Come al solito, non scriverò una cronaca minuto per minuto dei set: ogni band ha portato a termine il suo lavoro senza risparmiarsi e nell’insieme l’impressione è che ciò sia accaduto anche per via della buona affluenza e della situazione rilassata e conviviale.
Ad aprire le danze, ancora sotto il sole, sono stati gli Haunting Green, capaci di catturare l’attenzione dei presenti e di confermarsi come una delle realtà più interessanti e personali attualmente in giro, così come lo sono i Messa (che al contrario hanno beneficiato dell’atmosfera notturna), ormai sotto i riflettori e sempre alla ricerca di un sound che si trovi ai confini tra doom, psichedelia e jazz. Con una scaletta divisa in base ai palchi utilizzati più che alla grandezza del nome, tutti i gruppi sono stati in grado di consegnarci un’istantanea del loro modo di suonare metal (protagonista indiscusso di questa seconda giornata), a partire da Saor e Primordial, che lo incrociano con il loro folklore. Specie i secondi sono stati davvero impressionanti: è stato merito di una formazione ormai oliata a dovere e soprattutto di un Averill sugli scudi grazie al suo approccio quasi teatrale, mai però farsesco o sopra le righe (caratteristica che, fatte le debite distinzioni, permette di tracciare una linea di collegamento anche col concerto dei Selvans, fautori di un “avantgarde black” sui generis).

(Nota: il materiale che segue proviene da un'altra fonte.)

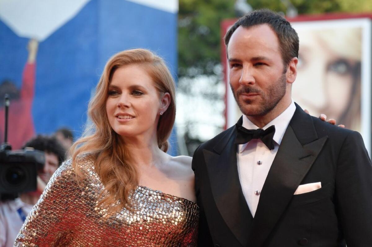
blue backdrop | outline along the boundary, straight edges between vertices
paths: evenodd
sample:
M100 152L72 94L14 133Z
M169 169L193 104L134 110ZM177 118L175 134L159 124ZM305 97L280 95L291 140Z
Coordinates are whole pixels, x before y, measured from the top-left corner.
M51 134L67 126L80 136L91 92L106 61L119 51L153 51L176 78L177 23L176 13L131 2L89 2L39 44L32 112L36 133ZM28 40L0 21L0 81L10 79L20 87ZM176 153L176 140L172 135L172 155Z

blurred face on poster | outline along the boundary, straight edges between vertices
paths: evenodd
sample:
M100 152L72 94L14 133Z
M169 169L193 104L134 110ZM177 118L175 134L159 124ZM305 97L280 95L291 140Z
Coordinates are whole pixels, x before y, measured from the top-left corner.
M295 101L360 130L361 29L296 29L300 40Z

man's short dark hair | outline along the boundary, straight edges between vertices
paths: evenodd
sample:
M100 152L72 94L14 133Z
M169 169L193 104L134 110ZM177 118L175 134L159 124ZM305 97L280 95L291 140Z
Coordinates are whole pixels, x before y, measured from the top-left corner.
M73 135L72 131L68 128L61 128L55 131L55 133L61 133L65 139L69 139L71 141L74 141L74 136Z
M288 21L268 9L254 10L237 21L225 36L226 50L231 35L240 26L248 28L262 24L269 25L276 34L285 68L292 58L298 57L298 36Z
M54 136L38 135L28 142L22 148L24 149L26 147L55 155L58 157L59 165L65 160L66 150L58 140Z

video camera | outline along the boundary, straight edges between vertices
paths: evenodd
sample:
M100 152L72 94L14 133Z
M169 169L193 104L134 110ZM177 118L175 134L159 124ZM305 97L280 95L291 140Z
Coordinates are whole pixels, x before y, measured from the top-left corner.
M20 193L36 190L37 171L44 168L45 163L42 151L27 148L12 150L7 143L10 104L6 94L4 143L0 147L0 200L16 198Z

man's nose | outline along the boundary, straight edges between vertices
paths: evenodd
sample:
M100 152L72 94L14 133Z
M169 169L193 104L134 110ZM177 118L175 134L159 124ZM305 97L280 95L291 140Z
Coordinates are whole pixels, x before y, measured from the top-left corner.
M251 68L244 67L241 70L241 74L239 80L239 83L243 86L254 84L256 83L256 79L252 71Z

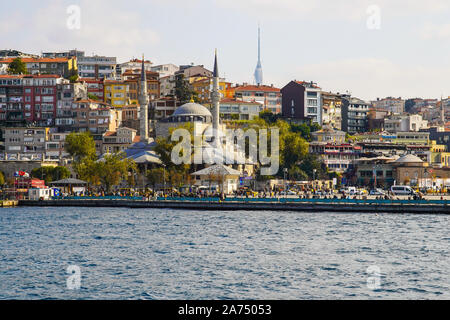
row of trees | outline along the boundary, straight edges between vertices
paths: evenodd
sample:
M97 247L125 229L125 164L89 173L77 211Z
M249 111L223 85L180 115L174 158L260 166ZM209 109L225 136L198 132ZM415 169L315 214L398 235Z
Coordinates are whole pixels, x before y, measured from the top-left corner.
M73 157L73 169L80 179L93 186L104 186L111 191L113 186L126 180L135 184L136 163L125 154L106 154L98 159L95 142L89 132L70 133L66 137L66 151Z

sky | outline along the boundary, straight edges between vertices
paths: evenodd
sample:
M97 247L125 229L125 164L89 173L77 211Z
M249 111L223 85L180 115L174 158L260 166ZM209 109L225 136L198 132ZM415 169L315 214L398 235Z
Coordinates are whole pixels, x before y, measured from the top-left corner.
M254 83L260 24L264 84L314 81L365 100L450 96L449 0L22 0L2 9L0 49L76 48L119 63L144 53L212 69L217 48L222 77Z

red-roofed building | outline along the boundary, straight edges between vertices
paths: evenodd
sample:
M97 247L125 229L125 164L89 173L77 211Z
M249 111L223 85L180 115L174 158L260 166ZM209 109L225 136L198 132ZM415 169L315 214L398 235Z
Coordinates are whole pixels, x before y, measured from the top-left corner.
M58 75L1 75L0 124L54 124L57 92L69 81Z
M102 153L117 153L139 142L137 130L120 127L116 131L107 131L103 135Z
M80 78L80 82L86 83L88 94L96 96L100 101L105 102L104 97L104 87L103 82L104 79L88 79L88 78Z
M64 78L78 73L77 58L21 58L29 74L57 74ZM0 59L0 64L9 65L14 59Z
M246 102L257 102L261 104L261 110L268 110L273 113L281 112L281 91L274 86L248 85L236 86L236 100Z
M291 81L281 89L282 114L286 118L310 120L322 125L321 88L314 82Z

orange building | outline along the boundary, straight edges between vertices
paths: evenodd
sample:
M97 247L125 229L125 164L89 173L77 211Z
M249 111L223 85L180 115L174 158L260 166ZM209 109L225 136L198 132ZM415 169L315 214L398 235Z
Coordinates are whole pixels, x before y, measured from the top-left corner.
M160 96L159 73L146 71L147 76L147 92L151 100L158 99ZM138 95L140 90L141 71L127 70L122 73L122 79L128 85L128 96L132 104L138 104Z
M192 82L192 89L198 93L200 103L211 101L213 78L203 78ZM226 82L224 79L219 80L219 93L221 98L234 98L234 88L231 82Z

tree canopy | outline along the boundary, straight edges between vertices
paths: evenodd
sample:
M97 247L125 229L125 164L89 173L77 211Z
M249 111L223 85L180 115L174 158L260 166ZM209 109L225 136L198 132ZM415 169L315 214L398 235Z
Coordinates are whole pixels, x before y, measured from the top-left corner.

Interessante anche il match tra incappucciati: a un angolo i più moderni e contaminati Gaerea, all’altro i paladini della vecchia scuola Midnight (creatura del padre padrone Athenar), a cavallo tra metal ottantiano e sfrontatezza punk, quasi un mix tra Motörhead, Venom, Mentors e Poison Idea. A chiudere i Voivod, veterani che sembrano vivere una vera e propria seconda giovinezza e che hanno saputo coinvolgere anche quelli che non conoscevano i loro brani a memoria e magari si sono avvicinati più per curiosità che per consapevolezza. Questo è avvenuto ancora una volta nonostante le molte vicissitudini e la perdita di uno dei chitarristi più innovativi dell’intera storia del genere. Non era prevedibile che avrebbero incontrato un altro musicista tanto tecnico quanto incontenibile come Daniel Mongrain, sempre più a suo agio e disinvolto nell’arduo compito di sostituire Piggy e di portare a termine un set tanto concentrato sui brani del nuovo album quanto sul ripescare alcune vere chicche dai dischi classici. Insomma, il pubblico ha accolto i Voivod con passione e alla fine ha coinvolto a tal punto la band da far tuffare sui presenti il cantante Snake – non proprio un adolescente – per un finale coi fuochi d’artificio. Chi già amava il gruppo è uscito dal pit soddisfatto e appagato da questa esibizione open air. Nota a margine: a dicembre i canadesi torneranno in Italia in compagnia dei Gwar per una serata all’insegna di genio e sregolatezza.
Basandoci su questa prima irruzione al festival abruzzese, non possiamo che concordare con i molti che si sono lasciati tirare dentro e hanno supportato le sue prime edizioni: il prossimo anno vedremo di coprire l’intera maratona, che speriamo continui sulla stessa buona strada.